- Interactive map of Kurza
- Coordinates: 20°51′13″N 79°37′48″E﻿ / ﻿20.85361°N 79.63000°E
- Country: India
- State: Maharashtra
- Region: Vidharba
- District: Bhandara
- Taluka: Pauni

Government
- • Type: Gram Panchayat
- • Body: Kurza Grampanchayat
- Elevation: 237 m (778 ft)

Population (2011)
- • Total: 2,052
- Demonym: Kurzawasi

Languages
- • Official: Marathi
- • Additional Official: English
- Time zone: UTC+5:30 (IST)
- PIN: 441903
- Telephone code: +917185
- Vehicle registration: MH-36

= Kurza, India =

Village in Maharashtra

Kurza is a small village situated on the banks of the Wainganga River in Bhandara district, Maharashtra state, India.
It is 5 km from Pauni. Educational facilities up to fourth standard ia available in ZP School and from fifth standard to tenth standard in Janata Highschool. One Primary Health Center is also available. Monday is a weekly Market Day. Temples of Hanuman, Baba Farid and Sati Benabai are very ancient. Every 3rd Year the villagers celebrate "Sati Benabai Jatra". The village is also known as "Benabai's Kurza".
Janata high school kurza, is the only school here providing education to children in nearby villages from standard 5th to 10th (Semi English), it is provided with experienced teaching staff.

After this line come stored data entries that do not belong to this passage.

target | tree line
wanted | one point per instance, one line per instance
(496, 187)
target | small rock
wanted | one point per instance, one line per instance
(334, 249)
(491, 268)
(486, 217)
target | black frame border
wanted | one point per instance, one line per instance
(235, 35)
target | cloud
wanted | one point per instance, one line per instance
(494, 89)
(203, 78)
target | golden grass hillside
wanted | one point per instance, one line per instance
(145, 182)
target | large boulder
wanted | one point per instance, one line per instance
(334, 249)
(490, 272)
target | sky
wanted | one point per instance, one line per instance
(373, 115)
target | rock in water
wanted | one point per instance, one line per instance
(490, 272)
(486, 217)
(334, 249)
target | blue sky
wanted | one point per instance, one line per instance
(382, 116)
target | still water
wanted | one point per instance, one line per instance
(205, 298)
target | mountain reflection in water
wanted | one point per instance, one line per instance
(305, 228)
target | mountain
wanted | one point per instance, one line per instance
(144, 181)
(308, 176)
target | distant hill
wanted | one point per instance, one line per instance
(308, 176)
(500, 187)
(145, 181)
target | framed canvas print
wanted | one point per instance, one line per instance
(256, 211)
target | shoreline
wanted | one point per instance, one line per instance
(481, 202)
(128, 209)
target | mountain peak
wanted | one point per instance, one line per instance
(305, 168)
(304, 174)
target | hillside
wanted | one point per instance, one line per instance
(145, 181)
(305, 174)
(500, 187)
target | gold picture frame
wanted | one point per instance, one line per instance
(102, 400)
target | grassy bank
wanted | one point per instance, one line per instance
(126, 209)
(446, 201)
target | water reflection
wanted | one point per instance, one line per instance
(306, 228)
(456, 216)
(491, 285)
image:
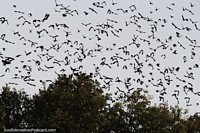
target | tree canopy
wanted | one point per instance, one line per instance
(77, 103)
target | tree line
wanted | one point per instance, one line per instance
(77, 104)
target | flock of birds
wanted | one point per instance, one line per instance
(124, 46)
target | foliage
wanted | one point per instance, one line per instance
(76, 103)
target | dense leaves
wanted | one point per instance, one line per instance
(77, 103)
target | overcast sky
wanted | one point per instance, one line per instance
(40, 37)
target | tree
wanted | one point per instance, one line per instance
(71, 104)
(14, 106)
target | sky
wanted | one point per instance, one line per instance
(152, 45)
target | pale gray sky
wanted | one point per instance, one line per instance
(143, 16)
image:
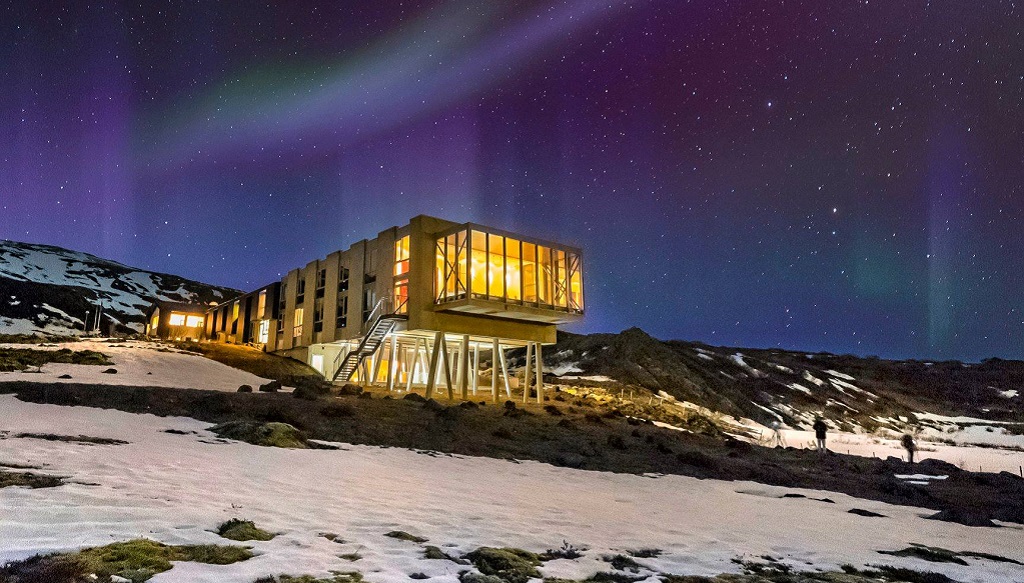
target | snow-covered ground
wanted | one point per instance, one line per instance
(177, 489)
(139, 364)
(968, 457)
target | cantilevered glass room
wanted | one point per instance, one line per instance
(476, 264)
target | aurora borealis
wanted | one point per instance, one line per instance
(842, 176)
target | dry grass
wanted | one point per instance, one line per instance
(288, 371)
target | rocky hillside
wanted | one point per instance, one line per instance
(46, 289)
(791, 386)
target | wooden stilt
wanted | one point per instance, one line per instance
(432, 370)
(379, 364)
(528, 372)
(448, 367)
(392, 362)
(476, 368)
(540, 373)
(505, 373)
(464, 367)
(411, 371)
(495, 349)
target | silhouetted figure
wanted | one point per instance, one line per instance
(776, 435)
(909, 446)
(819, 432)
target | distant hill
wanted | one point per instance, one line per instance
(45, 289)
(788, 385)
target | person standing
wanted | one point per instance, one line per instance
(820, 430)
(909, 446)
(776, 434)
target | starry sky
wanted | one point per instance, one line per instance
(824, 175)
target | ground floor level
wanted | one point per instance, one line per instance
(437, 363)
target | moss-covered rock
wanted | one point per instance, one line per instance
(272, 434)
(136, 560)
(510, 565)
(238, 530)
(335, 577)
(402, 535)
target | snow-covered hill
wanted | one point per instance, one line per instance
(49, 290)
(794, 387)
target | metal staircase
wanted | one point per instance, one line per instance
(376, 333)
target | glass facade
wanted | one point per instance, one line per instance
(478, 264)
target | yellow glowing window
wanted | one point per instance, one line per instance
(561, 279)
(401, 297)
(528, 272)
(496, 266)
(401, 256)
(478, 264)
(545, 281)
(576, 282)
(513, 269)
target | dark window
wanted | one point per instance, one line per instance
(369, 299)
(342, 311)
(321, 282)
(318, 315)
(343, 279)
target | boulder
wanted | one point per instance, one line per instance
(272, 386)
(349, 389)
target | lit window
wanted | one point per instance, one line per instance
(576, 283)
(297, 330)
(545, 281)
(478, 263)
(263, 333)
(401, 297)
(343, 279)
(561, 280)
(401, 256)
(513, 269)
(496, 266)
(528, 272)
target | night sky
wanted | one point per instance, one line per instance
(824, 175)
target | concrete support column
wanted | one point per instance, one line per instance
(495, 368)
(540, 374)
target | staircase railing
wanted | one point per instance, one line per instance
(384, 317)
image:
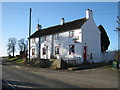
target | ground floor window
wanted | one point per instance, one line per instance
(33, 51)
(44, 50)
(56, 50)
(71, 49)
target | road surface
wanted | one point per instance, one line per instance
(17, 77)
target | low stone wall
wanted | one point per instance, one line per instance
(50, 63)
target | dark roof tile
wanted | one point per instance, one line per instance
(60, 28)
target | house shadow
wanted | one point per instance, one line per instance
(18, 85)
(92, 66)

As of 2021, Shri Bawankar is the Head Master and is ensuring that he maintains the reputation of the school. He is popular in the region as a social. Educational and may be a politician in the near future. He has recently been awarded the "Rashtriya EKatmata Fellowship" award by the "Infotech Features Mumbai".

Pauni is a main market place for selling and buying goods, which is famous for temples and is a tourist place.